What does anyone, including a state senator from Alaska, need with a 2.36 by less than half-inch knife blade on an airplane, traveling to and from their destination. Could be used for cleaning out fingernails. How about peeling an orange or apple? I can peel an orange with my fingers. As for an apple I eat the peel and all!
To the Editor: I came home to Corsicana to see what the city and the black community did to celebrate Black History Month for its citizens. I am saddened to say that little has been done to exemplify the diversity of Corsicana. Some improvements have been done because I noticed that more streets have been paved. Bunert Park is now beautiful and for many years it was neglected. I am happy to see it being used on a daily basis.
The Boys and Girls Club located at G. W. Jackson Avenue is the best improvement that has been made. For years, children and adults on the eastside of town had no place to go for organized activities. We are thankful to have this club as a part of our community. It is tragic that after three years, no funds from the city or community have been utilized to provide a gymnasium for this club. When I come home and see these kids looking for a place to go for organized activities, it brings back memories of when I was a child and had nowhere to go to participate in sports. This club is just like the YMCA, which would provide little to no activities without a gymnasium. Although this club is located in the black community, the Boys and Girls Club is open to all races and I hope that other races would join me in this endeavor to help improve the image of our city.
I have retired from teaching and would be willing to invest time in organizing activities at the Boys and Girls Club.
I hope that the city of Corsicana will find a way to help build a gymnasium at the Boys and Girls Club. This would be a win-win situation for all parties involved.
I would like to thank Mrs. Eula Linicomn for her vision, sponsorship, and the effort it took for her to ensure that a Boys and Girls Club was built in this city.
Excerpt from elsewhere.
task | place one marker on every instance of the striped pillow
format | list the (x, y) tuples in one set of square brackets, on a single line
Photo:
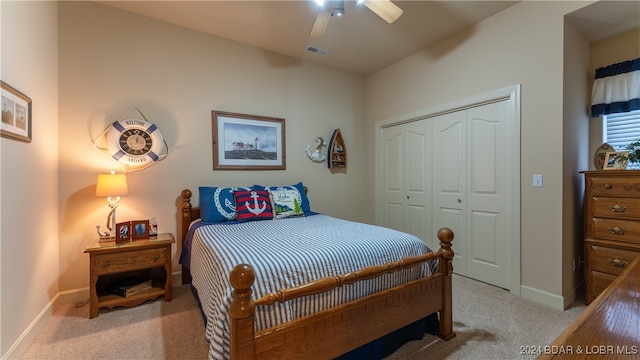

If you are reading this article, I hope that you can find it in your heart to help collaborate with the city to build a gymnasium for the Boys and Girls Club of Corsicana. Some of these children have no where to go after school and this would be a safe haven for them. There are about 5,638 students in the Corsicana Independent School District. Some of these kids belong to the YMCA, however others can’t afford it. Having a gymnasium available for them to come to would help keep children off of the streets. It distresses me to think that it took 57 years to get some type of recreation facility in this community and I hope that it will not take another 57 years to get a gymnasium for the Boys and Girls Club.